これにはさすがのブレンダも怯み、助けを求めて母親へ視線をやるが、ダリアも驚いて動きを止めていた。しかし、ダリアが驚き気になったのは、デイモンの声にではなく……その発言内容だった。
「わたくし達が罪人ですって? やはりマリエッタが公爵に何か吹き込んだのね!」
この期に及んでも、自分達の振る舞いを顧みようとしないダリアは眉を吊り上げ、目の前に置かれたティーカップを苛立ちとともに力いっぱい床に叩きつけた。
勢いよく跳ねた破片をギリギリで避けた執事のアルバートは、メイドを呼んでバラバラに砕け散ったそれらを片付けさせる。
マリエッタが居なくなった伯爵家ではこのような事が頻繁に起こるようになっており、それまでマリエッタがやらされていた仕事も含め、使用人達に矛先が向くようになっていたのである。
そうしてカチャカチャと割れたカップの音だけが響く中、デイモンが重い口を開いた。
「お前達に……ムチ打ちの刑と謹慎を言い渡されている。拒否する事は……できない」
「「 えっ? 」」
先程受け取った書状の詳細をデイモンが絞り出すような声で告げると、驚いたような声を上げた二人だったが、いち早くダリアが反応した。
「あなた! ムチ打ちとはどういうことですか!」
「お前達の不敬な態度と、脅迫行為に対しての罰とあるが? 脅迫とは一体……頼むから私に分かるように説明してくれ!」
「お母様? ムチ打ちの刑って? まさかわたしとお母様が? う、嘘よね?」
声を震わせながら母にすがるブレンダだったが、その声も聞こえないのか、ダリアは落ち着かない様子で親指の爪を噛みながら一点を見つめる。
「お母様! わたし嫌です! ムチ打ちだなんて……。お父様、どうにかならないのですか?」
デイモンは顔を歪ませながら首を横に振る。
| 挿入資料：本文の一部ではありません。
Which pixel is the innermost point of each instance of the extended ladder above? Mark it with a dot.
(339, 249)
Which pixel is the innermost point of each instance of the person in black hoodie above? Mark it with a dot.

伯爵家が公爵家の決定を覆すなんて到底無理な事なのだ。
「お前達の浅はかな行動の代償は自分達で払うしかない。これ以上問題を起こせば賠償金で済まなくなるのだぞ! 分かっているのか?」
デイモンの強い言葉に「あの女のせいよ!」と、マリエッタを逆恨みして泣き出すブレンダ。
しかし、泣いてすがられようが何も出来ないとデイモンは娘から目を背けたが、それまで何かを考え込んでいたダリアが口を開く。
「ブレンダ、泣くのはおよしなさい。――わたくしに考えがあります」
一斉に視線を集めたダリアの表情に不安や怯えは一切感じられず、むしろ不敵な笑みを浮かべていたのだった……。
暑さが辛い季節になってまいりましたが、
皆様いかがお過ごしでしょうか?
体調を崩されないよう、どうぞご自愛ください。